Objective: Ovarian hyperstimulation syndrome (OHSS) is a major complication of ovarian stimulation. Ovulation triggering with GnRH agonist instead of hCG may prevent the development of OHSS. In the current study we investigated the effect of triggering oocyte maturation by GnRH agonist in comparison to hCG on corpus luteum function by measuring luteal phase levels of inhibin A and pro-αC, as non-steroidal markers of luteal function. Design: Prospective collection of serum samples from three study groups. Comparison of the first patients that completed the requirements of the study protocol. Materials/Methods: Serum samples were collected during the luteal phase of IVF-ET cycles in three different protocols: 1) GnRH antagonist for prevention of an LH surge and hCG for triggering of final oocyte maturation (antagonist-hCG group, n=8, 4/8 pregnant). 2) GnRH antagonist for prevention of an LH surge and GnRH agonist for triggering final oocyte maturation (antagonist-agonist group, n=8, 4/8 pregnant). 3) GnRH agonist in a long protocol and hCG for final oocyte maturation (agonist-hCG group, n=5, 2/5 pregnant). Samples were assayed for inhibin A, pro-αC, progesterone and estradiol. Transvaginal ultrasound was performed in mid-luteal phase for estimation of corpora lutea number and volume. Results: Serum levels of inhibin A, pro-αC, estrogen and progesterone were significantly lower from day 4 to day 14 after triggering final oocyte maturation by GnRH agonist, in comparison to hCG triggering.

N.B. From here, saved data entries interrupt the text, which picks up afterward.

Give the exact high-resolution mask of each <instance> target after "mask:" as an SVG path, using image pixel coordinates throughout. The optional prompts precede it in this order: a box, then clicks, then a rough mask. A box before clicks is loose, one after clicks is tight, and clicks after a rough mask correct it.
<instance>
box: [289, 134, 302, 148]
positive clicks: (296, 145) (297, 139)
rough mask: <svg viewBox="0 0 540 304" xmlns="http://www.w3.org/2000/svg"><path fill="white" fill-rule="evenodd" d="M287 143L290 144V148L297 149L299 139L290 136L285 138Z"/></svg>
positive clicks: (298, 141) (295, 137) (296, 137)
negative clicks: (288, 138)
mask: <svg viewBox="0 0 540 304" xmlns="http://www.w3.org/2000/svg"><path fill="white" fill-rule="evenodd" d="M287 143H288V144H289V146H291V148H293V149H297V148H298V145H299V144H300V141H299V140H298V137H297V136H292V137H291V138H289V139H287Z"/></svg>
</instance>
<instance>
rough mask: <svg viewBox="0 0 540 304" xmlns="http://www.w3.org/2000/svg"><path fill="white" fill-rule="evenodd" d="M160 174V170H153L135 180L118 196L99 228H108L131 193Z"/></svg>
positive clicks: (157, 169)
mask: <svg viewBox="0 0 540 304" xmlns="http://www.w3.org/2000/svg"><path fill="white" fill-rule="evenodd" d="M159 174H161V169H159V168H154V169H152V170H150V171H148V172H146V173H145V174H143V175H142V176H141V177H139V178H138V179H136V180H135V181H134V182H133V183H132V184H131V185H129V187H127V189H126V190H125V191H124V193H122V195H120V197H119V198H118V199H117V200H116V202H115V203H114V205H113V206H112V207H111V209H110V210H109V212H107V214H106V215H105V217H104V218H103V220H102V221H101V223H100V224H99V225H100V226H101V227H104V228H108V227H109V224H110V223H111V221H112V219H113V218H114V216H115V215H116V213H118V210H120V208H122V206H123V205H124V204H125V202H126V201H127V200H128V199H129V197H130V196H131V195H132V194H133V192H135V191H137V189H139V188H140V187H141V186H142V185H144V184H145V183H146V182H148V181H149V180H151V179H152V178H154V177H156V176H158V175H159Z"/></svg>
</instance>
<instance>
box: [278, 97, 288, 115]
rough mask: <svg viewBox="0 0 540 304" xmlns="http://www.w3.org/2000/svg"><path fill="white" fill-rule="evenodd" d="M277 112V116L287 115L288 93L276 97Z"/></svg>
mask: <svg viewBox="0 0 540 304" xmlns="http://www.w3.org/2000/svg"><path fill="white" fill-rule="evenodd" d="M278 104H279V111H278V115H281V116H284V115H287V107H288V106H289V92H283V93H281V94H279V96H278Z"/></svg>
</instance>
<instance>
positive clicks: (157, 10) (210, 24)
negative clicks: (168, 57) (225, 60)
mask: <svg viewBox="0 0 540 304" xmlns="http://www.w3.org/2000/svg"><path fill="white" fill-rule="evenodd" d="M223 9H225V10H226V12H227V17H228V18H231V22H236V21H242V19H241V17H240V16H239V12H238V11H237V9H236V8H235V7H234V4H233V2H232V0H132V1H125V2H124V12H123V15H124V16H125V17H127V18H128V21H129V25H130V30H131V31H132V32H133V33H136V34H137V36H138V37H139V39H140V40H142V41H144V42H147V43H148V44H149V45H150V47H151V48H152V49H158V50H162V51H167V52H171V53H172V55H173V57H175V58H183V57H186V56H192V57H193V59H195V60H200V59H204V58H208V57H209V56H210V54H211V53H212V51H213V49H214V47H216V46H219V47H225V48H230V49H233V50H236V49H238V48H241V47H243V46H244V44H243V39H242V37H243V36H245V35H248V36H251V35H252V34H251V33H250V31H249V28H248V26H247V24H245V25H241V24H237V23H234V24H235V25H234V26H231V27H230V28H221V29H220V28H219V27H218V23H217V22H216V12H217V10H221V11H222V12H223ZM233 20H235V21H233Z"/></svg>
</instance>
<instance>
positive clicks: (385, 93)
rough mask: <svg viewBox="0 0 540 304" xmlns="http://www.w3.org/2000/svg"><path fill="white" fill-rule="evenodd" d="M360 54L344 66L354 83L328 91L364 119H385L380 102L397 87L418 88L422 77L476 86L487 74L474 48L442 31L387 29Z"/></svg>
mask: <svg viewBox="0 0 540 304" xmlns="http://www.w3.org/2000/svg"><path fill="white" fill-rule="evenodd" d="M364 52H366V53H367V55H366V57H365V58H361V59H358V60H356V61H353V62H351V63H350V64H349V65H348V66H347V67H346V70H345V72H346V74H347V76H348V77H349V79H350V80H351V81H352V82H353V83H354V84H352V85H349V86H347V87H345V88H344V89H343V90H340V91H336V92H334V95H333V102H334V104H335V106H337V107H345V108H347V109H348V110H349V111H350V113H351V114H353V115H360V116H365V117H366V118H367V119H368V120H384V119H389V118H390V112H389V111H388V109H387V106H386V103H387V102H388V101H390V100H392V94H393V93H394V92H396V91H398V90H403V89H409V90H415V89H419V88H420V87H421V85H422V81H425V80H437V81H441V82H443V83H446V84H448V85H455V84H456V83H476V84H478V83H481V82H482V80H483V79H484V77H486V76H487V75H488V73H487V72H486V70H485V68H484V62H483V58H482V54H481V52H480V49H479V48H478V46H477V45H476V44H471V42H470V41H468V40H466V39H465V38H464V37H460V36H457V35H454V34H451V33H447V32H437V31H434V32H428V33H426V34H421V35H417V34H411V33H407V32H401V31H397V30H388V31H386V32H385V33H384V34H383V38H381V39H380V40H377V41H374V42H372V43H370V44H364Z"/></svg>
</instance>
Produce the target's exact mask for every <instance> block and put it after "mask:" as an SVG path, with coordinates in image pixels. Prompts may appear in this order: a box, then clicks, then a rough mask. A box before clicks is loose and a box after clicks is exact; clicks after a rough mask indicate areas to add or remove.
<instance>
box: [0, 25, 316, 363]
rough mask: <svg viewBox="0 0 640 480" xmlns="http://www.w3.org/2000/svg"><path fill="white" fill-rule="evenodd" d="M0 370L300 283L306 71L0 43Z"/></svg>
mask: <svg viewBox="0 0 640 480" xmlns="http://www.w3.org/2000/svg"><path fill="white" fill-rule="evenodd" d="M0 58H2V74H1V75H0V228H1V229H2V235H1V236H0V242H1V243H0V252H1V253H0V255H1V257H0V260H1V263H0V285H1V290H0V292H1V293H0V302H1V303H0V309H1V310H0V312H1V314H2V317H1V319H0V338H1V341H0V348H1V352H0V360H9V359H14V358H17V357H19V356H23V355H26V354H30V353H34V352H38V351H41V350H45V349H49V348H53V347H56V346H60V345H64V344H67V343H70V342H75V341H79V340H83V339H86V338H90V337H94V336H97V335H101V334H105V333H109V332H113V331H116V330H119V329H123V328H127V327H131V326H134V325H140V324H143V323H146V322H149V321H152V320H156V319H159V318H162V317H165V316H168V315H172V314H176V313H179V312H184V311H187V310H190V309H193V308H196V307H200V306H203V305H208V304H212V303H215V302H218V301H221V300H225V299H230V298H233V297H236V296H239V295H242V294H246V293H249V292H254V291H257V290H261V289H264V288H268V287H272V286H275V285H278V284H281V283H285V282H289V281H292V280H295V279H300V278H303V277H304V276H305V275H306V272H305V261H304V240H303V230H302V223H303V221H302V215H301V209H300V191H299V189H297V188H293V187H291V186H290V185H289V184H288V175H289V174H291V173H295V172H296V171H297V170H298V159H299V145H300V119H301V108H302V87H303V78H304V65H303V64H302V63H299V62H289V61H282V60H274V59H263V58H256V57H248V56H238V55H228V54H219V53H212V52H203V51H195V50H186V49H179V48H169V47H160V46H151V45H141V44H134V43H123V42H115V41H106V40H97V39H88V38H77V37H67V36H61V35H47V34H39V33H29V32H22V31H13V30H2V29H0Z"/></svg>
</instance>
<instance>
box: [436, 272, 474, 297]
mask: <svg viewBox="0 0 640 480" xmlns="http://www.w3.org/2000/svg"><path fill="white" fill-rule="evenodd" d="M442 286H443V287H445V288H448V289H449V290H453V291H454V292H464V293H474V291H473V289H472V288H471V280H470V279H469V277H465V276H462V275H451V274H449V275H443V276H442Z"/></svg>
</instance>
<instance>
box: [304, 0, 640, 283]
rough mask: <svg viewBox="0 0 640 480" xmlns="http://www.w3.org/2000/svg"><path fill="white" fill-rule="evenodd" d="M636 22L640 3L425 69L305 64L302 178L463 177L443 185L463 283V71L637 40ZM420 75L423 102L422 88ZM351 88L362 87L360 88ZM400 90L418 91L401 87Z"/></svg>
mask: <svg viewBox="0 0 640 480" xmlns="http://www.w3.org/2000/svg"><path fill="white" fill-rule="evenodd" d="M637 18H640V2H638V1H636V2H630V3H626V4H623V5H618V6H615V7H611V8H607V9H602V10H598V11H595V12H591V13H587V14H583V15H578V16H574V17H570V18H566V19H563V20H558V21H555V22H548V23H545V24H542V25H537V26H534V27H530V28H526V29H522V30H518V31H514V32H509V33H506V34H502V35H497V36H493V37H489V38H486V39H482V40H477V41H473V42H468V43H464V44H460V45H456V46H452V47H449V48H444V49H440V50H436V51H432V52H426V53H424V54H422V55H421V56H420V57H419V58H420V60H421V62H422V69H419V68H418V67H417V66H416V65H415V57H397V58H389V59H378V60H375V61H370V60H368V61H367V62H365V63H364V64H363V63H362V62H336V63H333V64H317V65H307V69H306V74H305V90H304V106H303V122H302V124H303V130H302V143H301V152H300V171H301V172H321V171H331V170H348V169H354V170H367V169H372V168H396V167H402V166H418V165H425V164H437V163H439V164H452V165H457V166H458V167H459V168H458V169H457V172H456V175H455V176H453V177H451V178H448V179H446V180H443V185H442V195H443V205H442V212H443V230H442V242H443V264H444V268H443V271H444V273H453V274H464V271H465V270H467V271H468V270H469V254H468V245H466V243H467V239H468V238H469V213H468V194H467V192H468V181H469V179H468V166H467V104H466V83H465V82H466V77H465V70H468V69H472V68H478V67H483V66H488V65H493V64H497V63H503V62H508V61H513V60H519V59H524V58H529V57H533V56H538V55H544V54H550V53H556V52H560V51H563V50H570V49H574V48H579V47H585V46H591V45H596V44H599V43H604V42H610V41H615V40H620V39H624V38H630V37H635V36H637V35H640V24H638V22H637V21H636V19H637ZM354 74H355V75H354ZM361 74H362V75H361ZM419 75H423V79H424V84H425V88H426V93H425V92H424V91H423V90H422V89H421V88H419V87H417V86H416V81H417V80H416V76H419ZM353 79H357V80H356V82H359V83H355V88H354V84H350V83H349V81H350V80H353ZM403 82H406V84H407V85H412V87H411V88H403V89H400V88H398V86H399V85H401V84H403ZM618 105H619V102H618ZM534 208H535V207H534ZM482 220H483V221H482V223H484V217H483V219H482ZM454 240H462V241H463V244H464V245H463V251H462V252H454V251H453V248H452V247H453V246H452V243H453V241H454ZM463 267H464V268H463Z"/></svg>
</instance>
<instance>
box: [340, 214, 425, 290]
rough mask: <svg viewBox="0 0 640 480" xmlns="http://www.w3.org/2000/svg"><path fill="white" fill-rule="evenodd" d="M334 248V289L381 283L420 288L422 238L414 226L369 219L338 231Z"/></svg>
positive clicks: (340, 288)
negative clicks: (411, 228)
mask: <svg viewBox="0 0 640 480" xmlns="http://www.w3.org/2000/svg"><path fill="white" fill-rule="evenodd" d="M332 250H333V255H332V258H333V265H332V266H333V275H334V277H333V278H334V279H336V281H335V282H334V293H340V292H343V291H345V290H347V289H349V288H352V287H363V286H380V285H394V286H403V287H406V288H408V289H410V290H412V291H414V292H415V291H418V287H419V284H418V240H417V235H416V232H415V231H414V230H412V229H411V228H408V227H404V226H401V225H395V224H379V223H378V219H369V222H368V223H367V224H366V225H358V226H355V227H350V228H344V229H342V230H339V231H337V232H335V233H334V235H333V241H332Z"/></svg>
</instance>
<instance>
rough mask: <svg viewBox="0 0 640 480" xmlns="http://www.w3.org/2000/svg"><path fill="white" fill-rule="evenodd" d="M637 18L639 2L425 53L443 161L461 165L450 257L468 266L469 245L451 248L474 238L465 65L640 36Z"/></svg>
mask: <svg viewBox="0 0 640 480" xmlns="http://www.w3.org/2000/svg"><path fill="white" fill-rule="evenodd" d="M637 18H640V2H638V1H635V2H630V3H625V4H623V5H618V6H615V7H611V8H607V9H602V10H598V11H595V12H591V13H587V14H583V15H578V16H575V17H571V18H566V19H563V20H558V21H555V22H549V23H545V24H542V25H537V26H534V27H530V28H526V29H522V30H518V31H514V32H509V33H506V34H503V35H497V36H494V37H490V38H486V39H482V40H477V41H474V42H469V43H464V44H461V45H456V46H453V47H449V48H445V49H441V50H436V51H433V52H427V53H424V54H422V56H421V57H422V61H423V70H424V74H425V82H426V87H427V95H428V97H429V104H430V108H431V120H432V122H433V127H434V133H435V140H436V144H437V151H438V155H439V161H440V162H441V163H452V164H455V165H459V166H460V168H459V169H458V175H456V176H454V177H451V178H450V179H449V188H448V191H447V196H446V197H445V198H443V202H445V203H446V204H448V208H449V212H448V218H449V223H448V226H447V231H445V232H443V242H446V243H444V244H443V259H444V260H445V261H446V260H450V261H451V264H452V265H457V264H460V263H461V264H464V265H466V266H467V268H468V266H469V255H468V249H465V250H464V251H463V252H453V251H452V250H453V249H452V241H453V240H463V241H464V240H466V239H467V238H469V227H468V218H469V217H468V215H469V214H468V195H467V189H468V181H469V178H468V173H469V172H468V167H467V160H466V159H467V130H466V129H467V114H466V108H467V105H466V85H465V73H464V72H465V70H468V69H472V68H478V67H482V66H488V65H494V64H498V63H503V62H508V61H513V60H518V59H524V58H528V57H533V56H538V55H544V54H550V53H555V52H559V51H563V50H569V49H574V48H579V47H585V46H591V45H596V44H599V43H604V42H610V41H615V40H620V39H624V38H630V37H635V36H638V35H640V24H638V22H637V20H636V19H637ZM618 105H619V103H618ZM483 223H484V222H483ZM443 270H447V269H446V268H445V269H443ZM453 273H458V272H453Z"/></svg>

Corpora lutea volume in the mid-luteal phase was significantly higher in hCG groups. Pregnancy caused a late luteal elevation of inhibin A and pro-αC in 3 out of 4 patients in the hCG groups but not in the antagonist-agonist group. Non-pregnant patients showed no late luteal elevation of inhibin forms in all groups. Conclusions: Final oocyte maturation triggering with GnRH agonist instead of hCG in IVF cycles causes significantly lower luteal levels of inhibins and steroids hormones, suggesting that corpora lutea may secrete lower levels of other non-steroidal substances with vasoactive properties that may be involved in OHSS. This may explain the mechanism of OHSS prevention by the use of GnRH agonist. Supported by: The study was supported by a research fund of the department of Obstetrics and Gynecology in Rambam Medical Center.